Data Extraction Forms: What to Include and How to Design Them

By Angel Reyes Last updated March 24, 2026 4 min read

Data extraction is where good systematic reviews are made or broken. A weak form produces inconsistent data; inconsistent data produces synthesis you cannot trust. But over-engineered forms — fifty fields no reviewer fills in consistently — fail in the opposite direction. This article covers what to actually include on an extraction form, how to pilot it, and how to run dual extraction without losing your mind.

What extraction is for

Extraction converts each included study into structured data. Done well, you end up with a dataset you can synthesize narratively, tabularly, or statistically (via meta-analysis). See our data extraction process page for the full method.

The Cochrane Handbook (Chapter 5) and JBI methodology both specify extraction as a dual-reviewer process for systematic reviews. Extraction is not optional. If you did not extract, you did not review.

Core fields every form needs

Every extraction form — regardless of review type — should include:

Study ID (first author + year + letter for multiple reports, e.g., Smith 2020a)
Full citation
Country and setting
Study design
Aim or research question
Population (inclusion criteria, sample size, demographics)
Intervention or exposure (for intervention reviews)
Comparator (for comparative designs)
Outcomes measured (with measurement tool and time point)
Results (effect estimates with confidence intervals; for qualitative, key themes)
Funding source and declared conflicts
Risk of bias judgments (per the tool you are using)
Reviewer notes (anything unusual, ambiguous, or requiring clarification)

Use our data extraction form template as a starting point.

Add review-specific fields

Beyond the core, add fields that match your synthesis plan:

Meta-analysis: effect size, variance, sample size per arm, outcome scale, time point, adjustment variables
Qualitative synthesis: analytic approach, theoretical framework, raw themes, author interpretations
Scoping review: concepts mapped, gaps noted, stakeholder involvement
Intervention fidelity review: dose, duration, setting, provider training

Do not include fields "in case we need them." If you have no plan to use a field in synthesis, cut it.
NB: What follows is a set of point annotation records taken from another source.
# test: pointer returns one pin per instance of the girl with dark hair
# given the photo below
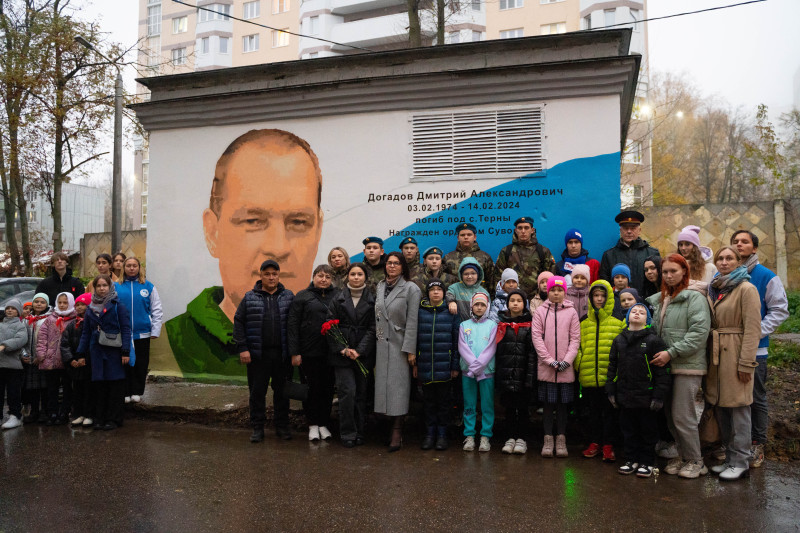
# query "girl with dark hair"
(682, 319)
(309, 349)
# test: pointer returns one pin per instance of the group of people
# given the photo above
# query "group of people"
(75, 357)
(627, 336)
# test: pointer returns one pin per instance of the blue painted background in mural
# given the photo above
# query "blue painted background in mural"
(588, 200)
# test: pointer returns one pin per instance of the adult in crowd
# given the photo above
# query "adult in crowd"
(259, 331)
(631, 250)
(701, 267)
(354, 308)
(774, 310)
(410, 250)
(467, 246)
(575, 254)
(309, 349)
(735, 332)
(396, 315)
(682, 319)
(524, 255)
(140, 298)
(60, 279)
(374, 258)
(432, 268)
(339, 260)
(104, 318)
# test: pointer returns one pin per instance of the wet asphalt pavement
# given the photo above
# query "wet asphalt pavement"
(156, 476)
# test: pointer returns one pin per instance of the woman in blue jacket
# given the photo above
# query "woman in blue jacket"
(140, 299)
(107, 318)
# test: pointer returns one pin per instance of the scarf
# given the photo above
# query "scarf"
(723, 284)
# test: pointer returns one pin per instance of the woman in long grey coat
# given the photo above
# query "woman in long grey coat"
(396, 307)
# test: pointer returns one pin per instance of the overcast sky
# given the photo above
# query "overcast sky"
(745, 55)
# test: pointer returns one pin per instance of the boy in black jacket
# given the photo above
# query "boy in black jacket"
(638, 389)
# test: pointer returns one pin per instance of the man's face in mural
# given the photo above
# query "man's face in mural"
(269, 210)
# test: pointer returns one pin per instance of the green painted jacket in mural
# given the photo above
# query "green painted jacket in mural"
(452, 262)
(526, 260)
(598, 331)
(202, 338)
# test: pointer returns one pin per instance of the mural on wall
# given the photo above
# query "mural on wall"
(267, 202)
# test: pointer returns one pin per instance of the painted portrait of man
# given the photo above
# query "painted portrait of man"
(265, 204)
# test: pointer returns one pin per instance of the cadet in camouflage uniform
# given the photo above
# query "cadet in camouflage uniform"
(525, 256)
(468, 247)
(410, 251)
(432, 268)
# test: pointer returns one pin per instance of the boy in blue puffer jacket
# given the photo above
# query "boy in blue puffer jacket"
(436, 363)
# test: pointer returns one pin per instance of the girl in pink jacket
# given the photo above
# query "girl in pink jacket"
(556, 335)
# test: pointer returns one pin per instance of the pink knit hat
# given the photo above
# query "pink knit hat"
(556, 281)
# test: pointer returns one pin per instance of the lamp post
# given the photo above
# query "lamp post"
(116, 184)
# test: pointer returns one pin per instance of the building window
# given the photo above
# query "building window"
(251, 10)
(250, 43)
(511, 34)
(179, 56)
(280, 38)
(213, 12)
(180, 24)
(511, 4)
(610, 17)
(280, 6)
(552, 29)
(154, 20)
(479, 144)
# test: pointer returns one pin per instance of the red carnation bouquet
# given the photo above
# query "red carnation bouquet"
(331, 327)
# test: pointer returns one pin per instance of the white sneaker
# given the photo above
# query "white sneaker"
(324, 433)
(521, 447)
(469, 444)
(508, 447)
(12, 422)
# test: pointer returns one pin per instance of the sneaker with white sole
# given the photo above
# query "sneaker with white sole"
(521, 447)
(12, 422)
(469, 444)
(693, 470)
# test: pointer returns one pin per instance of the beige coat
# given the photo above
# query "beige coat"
(735, 332)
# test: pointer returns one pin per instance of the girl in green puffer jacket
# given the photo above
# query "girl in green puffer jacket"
(598, 331)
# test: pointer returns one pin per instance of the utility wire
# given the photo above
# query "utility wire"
(270, 27)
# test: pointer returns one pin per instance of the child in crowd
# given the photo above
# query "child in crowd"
(35, 387)
(78, 368)
(598, 332)
(578, 292)
(437, 363)
(459, 295)
(515, 368)
(48, 348)
(638, 389)
(556, 334)
(540, 297)
(13, 338)
(476, 346)
(509, 281)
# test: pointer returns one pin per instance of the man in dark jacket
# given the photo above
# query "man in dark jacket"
(259, 331)
(631, 250)
(60, 279)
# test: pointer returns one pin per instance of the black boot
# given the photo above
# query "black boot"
(441, 439)
(427, 442)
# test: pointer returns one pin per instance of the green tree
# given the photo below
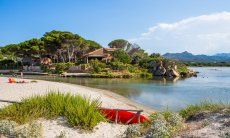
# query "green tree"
(122, 56)
(31, 48)
(120, 43)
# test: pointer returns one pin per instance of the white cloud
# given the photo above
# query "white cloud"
(205, 34)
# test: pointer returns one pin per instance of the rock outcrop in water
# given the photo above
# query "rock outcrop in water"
(168, 69)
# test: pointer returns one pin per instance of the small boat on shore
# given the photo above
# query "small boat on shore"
(124, 116)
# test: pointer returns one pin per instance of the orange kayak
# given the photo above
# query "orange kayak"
(123, 116)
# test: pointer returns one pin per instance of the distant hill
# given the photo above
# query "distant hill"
(186, 56)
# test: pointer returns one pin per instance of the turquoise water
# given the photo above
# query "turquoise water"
(212, 83)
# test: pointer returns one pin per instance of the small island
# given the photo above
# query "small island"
(68, 54)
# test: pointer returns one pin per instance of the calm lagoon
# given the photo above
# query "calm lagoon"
(212, 83)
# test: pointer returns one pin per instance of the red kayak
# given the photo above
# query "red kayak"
(124, 116)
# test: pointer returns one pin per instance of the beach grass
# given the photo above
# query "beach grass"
(203, 106)
(79, 111)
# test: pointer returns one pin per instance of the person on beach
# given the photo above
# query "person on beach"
(21, 75)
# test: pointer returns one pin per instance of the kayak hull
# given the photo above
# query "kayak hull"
(123, 116)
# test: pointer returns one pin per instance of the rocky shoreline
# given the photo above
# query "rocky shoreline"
(170, 69)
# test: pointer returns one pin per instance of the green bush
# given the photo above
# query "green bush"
(97, 66)
(62, 67)
(164, 124)
(122, 56)
(117, 65)
(9, 64)
(79, 111)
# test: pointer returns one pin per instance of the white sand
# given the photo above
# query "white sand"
(15, 92)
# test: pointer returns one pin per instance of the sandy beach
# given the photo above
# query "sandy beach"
(53, 128)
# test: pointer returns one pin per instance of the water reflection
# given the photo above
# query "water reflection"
(160, 93)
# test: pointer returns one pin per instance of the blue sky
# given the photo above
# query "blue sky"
(135, 20)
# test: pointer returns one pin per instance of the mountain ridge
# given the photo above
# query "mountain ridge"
(187, 56)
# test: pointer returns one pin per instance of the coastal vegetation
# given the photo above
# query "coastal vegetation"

Form format: paper, Word, Excel, or software?

Paper or Word: only for pilot and single-study examples. Unusable at scale.
Excel: fine for small reviews (< 40 studies), cheap, portable, no vendor lock-in.
Covidence or EPPI-Reviewer: purpose-built, supports dual extraction with automatic conflict flagging, recommended for most systematic reviews.
REDCap: excellent for large teams; requires institutional setup.

Choose based on review size and team size, not familiarity.

Pilot before you extract

Pilot the form on three to five included studies. Both reviewers extract the same studies independently. Then:

Compare every field, every study
Where you disagreed, diagnose: was the field ambiguous? The source data ambiguous? The operational definition loose?
Revise the form: rename fields, add response options, tighten definitions
Re-pilot if the first round produced major disagreement

A two-hour pilot saves two weeks of re-extraction.

Dual extraction in practice

For systematic reviews, the Cochrane Handbook requires dual extraction: two independent reviewers extract each study, then compare and reconcile. In practice:

Both reviewers extract independently into their own forms
A third reviewer (or the original two together) compares each field
Disagreements are resolved by discussion, consulting the full text, or consulting a third reviewer
Final locked form is the reconciled version

Document every resolved disagreement. Meta-review of your extraction process can catch systematic errors you did not notice.

Extracting results: the hardest part

Results extraction is where most errors happen. Practical tips:

Record what the paper reports, not what you wish it reported
If the paper reports a median and IQR and your synthesis needs mean and SD, note both and flag the need to convert
Extract outcomes by time point, not averaged across time points
When an intention-to-treat and per-protocol analysis are both reported, extract both and note which you will use
Record any non-reported data as "not reported" — never leave blank

Contacting authors

For missing data critical to synthesis, email the corresponding author. Keep the email short, specific, and polite:

Dear Dr. X, I am leading a systematic review of [topic]. Your 2022 paper reported [outcome] at 12 weeks. Could you share the standard deviation for the intervention arm? I will acknowledge the data in our review.

Expect a 30–50% response rate. Document every attempt and outcome in your PRISMA flow.

Five design principles

One question per field. "Population and setting" is two fields.
Use closed response options where you can. "Design: [RCT / quasi-experiment / cohort / case-control / ...]" beats a free text box.
Define every field operationally. Attach a one-line definition and an example.
Order fields to match the paper's order. Usually: methods, sample, intervention, outcomes, results.
Leave a comments field per section. Reviewers will have context that does not fit the structure.

A form that takes 15 minutes per study is achievable with pilot and practice. A form that takes 45 minutes per study usually has too many fields or too-loose definitions — and is probably also producing inconsistent data.